May 30th, 2014 - 09:11
Glad you liked it! I’ll have to explore this topic more! Here’s a book on Warfield and Evolution that was very good: Evolution, Science, and Scripture: Selected Writings
August 13th, 2020 - 12:46
I’m deeply disappointed that Warfield or any other Christian could think Genesis and the rest of Scripture is compatible with the false origin myth Evolution. Not only does all of Scripture expose it as false, but even true science does. There are many capitulators, compromisers and water carriers both now and in centuries past. Very sad.
August 21st, 2020 - 21:23
Genesis is in the genre of myth. The literature is derived from ancient saga and more ancient Babylonian creation myths. Scientific literature didn’t exist then, and has only been defined as a literary category since the enlightenment. So your conclusion is anachronistic reading of an ancient scripture document.
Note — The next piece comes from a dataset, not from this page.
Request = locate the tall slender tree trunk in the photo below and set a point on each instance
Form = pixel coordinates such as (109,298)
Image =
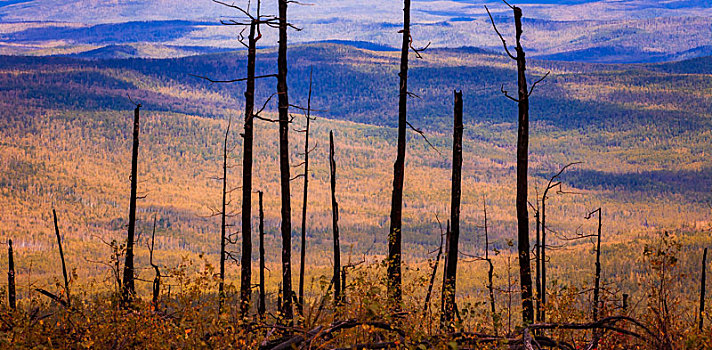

Science is not discovered by studying the scriptures.
April 26th, 2022 - 07:06
“At this day . . . the earth sustains on her bosom many monster minds, minds which are not afraid to employ the seed of Deity deposited in human nature as a means of suppressing the name of God. Can anything be more detestable than this madness in man, who, finding God a hundred times both in his body and his soul, makes his excellence in this respect a pretext for denying that there is a God? He will not say that chance has made him different from the brutes; . . . but, substituting Nature as the architect of the universe, he suppresses the name of God.”
This juicy quote would argue that Calvin did indeed have a theory of evolution, no?
July 1st, 2023 - 17:26
Dear Pastor can you please keeping posting me ,bible teaching.thank you.